The Supreme Court scheduled a conference last Friday to consider the wireless industry’s request to take the headset case, the last step before deciding whether the 4th U.S. Circuit Court of Appeals erred in March in overturning U.S. District Judge Catherine Blake’s 2003 decision to throw out the suits on federal preemption grounds.

A lot is riding on the Supreme Court’s action.

If the high court decides to review the 4th Circuit headset case, all wireless health litigation is apt to be put on hold well into 2006 until a decision is rendered. A decision by the Supreme Court to let the 4th Circuit decision stand likely means brain cancer and headset suits will go forward in state courts, a venue the wireless industry has tried to avoid since the health issue was first raised in a Florida suit more than a decade ago. The latter outcome also could cause Wall Street to revisit risk factors for the $100 billion mobile phone industry.

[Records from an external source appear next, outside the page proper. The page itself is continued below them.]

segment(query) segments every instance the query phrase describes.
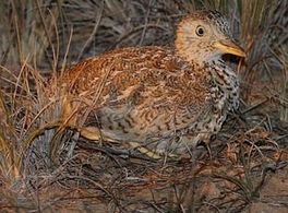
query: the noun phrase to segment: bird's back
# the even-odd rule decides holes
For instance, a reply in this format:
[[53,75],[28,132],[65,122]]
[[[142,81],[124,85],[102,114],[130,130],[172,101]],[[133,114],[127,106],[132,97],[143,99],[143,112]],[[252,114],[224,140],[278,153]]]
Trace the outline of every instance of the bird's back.
[[208,74],[169,48],[113,50],[70,68],[59,83],[70,108],[93,105],[89,125],[119,141],[169,135],[211,110]]

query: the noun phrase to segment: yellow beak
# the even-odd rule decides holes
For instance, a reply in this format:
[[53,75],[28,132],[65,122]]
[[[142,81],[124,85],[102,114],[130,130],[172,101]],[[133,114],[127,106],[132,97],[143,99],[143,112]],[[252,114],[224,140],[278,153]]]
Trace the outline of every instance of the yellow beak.
[[247,56],[244,50],[230,39],[224,39],[224,40],[216,42],[214,46],[220,51],[223,51],[224,54],[231,54],[231,55],[239,56],[239,57]]

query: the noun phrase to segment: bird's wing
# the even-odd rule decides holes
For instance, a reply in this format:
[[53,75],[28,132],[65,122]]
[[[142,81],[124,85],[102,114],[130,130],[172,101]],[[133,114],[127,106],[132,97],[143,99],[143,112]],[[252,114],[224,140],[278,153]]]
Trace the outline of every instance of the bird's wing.
[[[208,102],[207,76],[160,47],[124,48],[83,61],[61,79],[69,94],[121,119],[131,110],[201,113]],[[148,110],[147,110],[148,109]]]

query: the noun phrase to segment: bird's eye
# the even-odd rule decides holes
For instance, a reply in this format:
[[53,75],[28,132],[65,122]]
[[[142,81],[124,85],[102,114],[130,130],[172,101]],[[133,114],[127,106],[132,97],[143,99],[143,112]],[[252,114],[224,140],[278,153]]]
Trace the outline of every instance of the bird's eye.
[[202,37],[204,35],[204,27],[203,26],[196,27],[196,35],[200,37]]

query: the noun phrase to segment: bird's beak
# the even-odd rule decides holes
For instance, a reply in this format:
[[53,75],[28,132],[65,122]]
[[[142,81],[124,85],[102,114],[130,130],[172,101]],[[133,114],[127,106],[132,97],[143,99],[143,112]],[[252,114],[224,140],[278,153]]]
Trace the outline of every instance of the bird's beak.
[[231,54],[231,55],[239,56],[239,57],[247,56],[244,50],[230,39],[223,39],[223,40],[216,42],[214,46],[224,54]]

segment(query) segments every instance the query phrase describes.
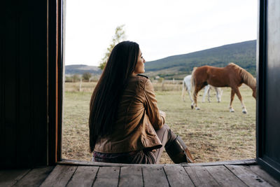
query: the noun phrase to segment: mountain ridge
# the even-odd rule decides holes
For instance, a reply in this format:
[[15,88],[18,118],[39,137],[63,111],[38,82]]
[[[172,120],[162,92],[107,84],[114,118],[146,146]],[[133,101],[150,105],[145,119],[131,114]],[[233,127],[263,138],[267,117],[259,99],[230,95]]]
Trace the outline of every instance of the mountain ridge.
[[[190,74],[195,67],[209,65],[223,67],[233,62],[255,76],[256,40],[226,44],[216,48],[176,55],[146,62],[145,75],[160,76],[166,79],[183,78]],[[102,71],[95,66],[74,64],[65,66],[65,74],[83,74],[89,72],[100,75]]]

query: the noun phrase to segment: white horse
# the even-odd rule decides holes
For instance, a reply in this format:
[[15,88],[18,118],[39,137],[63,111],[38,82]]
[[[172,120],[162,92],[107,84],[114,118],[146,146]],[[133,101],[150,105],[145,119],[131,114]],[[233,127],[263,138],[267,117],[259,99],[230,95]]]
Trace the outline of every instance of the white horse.
[[[183,100],[185,101],[185,92],[186,90],[188,91],[188,95],[190,96],[190,99],[192,102],[193,102],[193,99],[192,97],[192,95],[190,92],[192,92],[192,83],[191,83],[191,80],[192,76],[188,75],[186,76],[184,79],[183,80],[183,88],[182,88],[182,97],[183,97]],[[206,94],[208,94],[208,102],[210,101],[210,90],[211,89],[214,89],[216,91],[216,97],[217,97],[217,101],[218,102],[220,102],[222,101],[222,95],[223,90],[220,88],[217,88],[212,86],[211,85],[207,85],[204,87],[204,93],[203,94],[203,97],[202,97],[202,102],[205,102],[205,96]]]

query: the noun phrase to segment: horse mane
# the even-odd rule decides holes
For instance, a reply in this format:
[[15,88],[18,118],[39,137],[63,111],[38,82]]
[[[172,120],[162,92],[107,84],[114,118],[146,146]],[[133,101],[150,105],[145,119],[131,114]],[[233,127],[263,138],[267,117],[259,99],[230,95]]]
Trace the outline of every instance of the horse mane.
[[249,86],[252,89],[255,88],[257,82],[255,81],[255,78],[249,72],[232,62],[228,64],[227,66],[232,67],[239,74],[245,84],[248,85],[248,86]]

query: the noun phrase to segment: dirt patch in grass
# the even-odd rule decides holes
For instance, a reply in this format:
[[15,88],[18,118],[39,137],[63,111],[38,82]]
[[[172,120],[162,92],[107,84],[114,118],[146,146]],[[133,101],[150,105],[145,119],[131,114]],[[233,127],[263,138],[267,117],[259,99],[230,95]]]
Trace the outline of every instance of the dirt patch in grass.
[[[228,109],[230,89],[223,88],[222,102],[218,103],[211,92],[211,102],[202,103],[200,111],[190,109],[188,97],[181,97],[178,83],[165,85],[168,90],[155,85],[159,108],[167,113],[166,123],[181,137],[197,162],[236,160],[255,158],[255,100],[246,85],[240,88],[247,114],[241,112],[236,97],[234,113]],[[66,83],[64,99],[62,158],[88,160],[92,155],[88,145],[88,116],[90,97],[95,83],[83,83],[82,92],[77,92],[79,83]],[[161,163],[173,163],[164,152]]]

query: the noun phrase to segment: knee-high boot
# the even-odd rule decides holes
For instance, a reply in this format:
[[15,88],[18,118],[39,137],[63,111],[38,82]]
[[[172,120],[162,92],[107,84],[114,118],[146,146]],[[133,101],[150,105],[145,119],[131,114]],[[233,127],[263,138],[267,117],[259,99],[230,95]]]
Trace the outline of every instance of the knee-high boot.
[[179,136],[169,144],[168,146],[165,146],[165,151],[175,164],[195,162],[187,146]]

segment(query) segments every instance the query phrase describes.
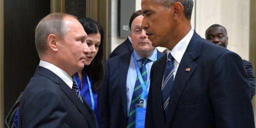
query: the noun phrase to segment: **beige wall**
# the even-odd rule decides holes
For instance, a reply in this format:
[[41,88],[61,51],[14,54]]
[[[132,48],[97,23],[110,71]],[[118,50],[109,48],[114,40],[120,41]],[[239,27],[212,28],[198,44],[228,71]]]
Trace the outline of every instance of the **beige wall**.
[[203,38],[210,25],[217,24],[228,31],[227,48],[248,60],[249,39],[249,0],[196,1],[195,30]]
[[[136,10],[141,9],[141,0],[133,0],[136,2]],[[197,33],[205,38],[205,30],[210,25],[214,24],[223,25],[228,31],[228,49],[248,60],[250,0],[194,1],[191,24]],[[117,11],[117,3],[112,0],[112,4],[111,51],[126,39],[118,37],[117,15],[114,13]]]
[[[141,9],[141,0],[136,0],[136,10]],[[254,0],[254,3],[255,3],[255,0]],[[242,1],[239,0],[194,0],[191,21],[192,28],[202,38],[205,38],[205,30],[210,25],[218,24],[223,26],[228,33],[227,48],[237,53],[243,59],[249,60],[250,56],[250,2],[249,0]],[[111,51],[126,39],[118,37],[118,31],[116,28],[117,28],[117,16],[116,13],[113,13],[117,12],[117,10],[116,0],[112,0],[112,4]],[[255,42],[251,43],[254,43],[255,46]],[[255,52],[255,49],[250,52]],[[256,56],[255,57],[256,58]],[[255,63],[255,62],[251,62],[253,65]],[[254,69],[256,71],[256,69]],[[256,115],[256,99],[254,96],[252,102],[255,115]],[[256,120],[256,118],[255,118]]]
[[0,128],[4,128],[4,0],[0,0]]

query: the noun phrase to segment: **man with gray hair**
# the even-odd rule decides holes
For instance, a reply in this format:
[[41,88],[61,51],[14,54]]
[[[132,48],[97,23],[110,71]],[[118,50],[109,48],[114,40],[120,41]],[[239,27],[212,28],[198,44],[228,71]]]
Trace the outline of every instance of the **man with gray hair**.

Judge Long heard oral arguments last Monday on industry’s motion to dismiss the six brain cancer suits. Long said she would begin writing an opinion after the hearing, but will give parties a date to update the record when she is nearing completion of her decision.

Long did not ask questions during the hearing.

A week before oral arguments, however, Long sent lawyers for the plaintiffs and defendants three questions that she wanted addressed at last Monday’s hearing.

The first question asked whether there is any cause of action in the brain cancer suits that would not require a judge or jury to determine that the federal standard for RF radiation emissions from mobile phones is inadequate, outdated or scientifically inadequate. Question two asked whether a jury would be competent to weigh and judge the public policy contentions such as testing mobile phones for compliance with federal guidelines limiting the level of non-ionizing radiation absorbed by human tissue. The third question was whether D.C. law precludes dismissing the six lawsuits at this stage of the case.

Attorney Andrew McBride, representing the wireless industry, answered no to all three questions.

McBride said the cell phone cannot be separated from wireless networks, which are subject to national uniform federal regulations.

“On the one hand, it’s quite clear that saying that is a defective product or it’s unreasonably dangerous goes right to the heart of FCC rules and the plaintiffs almost concede that implicitly in their opposition,” said McBride.

Later, McBride, noting the interstate system of communications and the nation’s 180 million cell phone subscribers, stated, “I think Your Honor hit the nail right on the head when you said can we really have lay juries in all 50 states deciding what the standard should be for the design of the phone, whether the signal strength is too strong or too weak.”

Mayer Morganroth, arguing for the six plaintiffs, said the FCC has ruled that federal law does not preempt all consumer suits filed in state courts.

“The defendants want national standards because then they don’t have to worry about ever getting sued by anybody and, therefore, they can do whatever they want,” said Morganorth.

Morganroth added: “Now the states really have an inherent right to protect their consumers. We are not asking them to change locations of towers. We are not asking them to change their concepts regarding frequency, regarding towers and locations. We’re asking them to be careful not to kill people and to be honest in their representations.”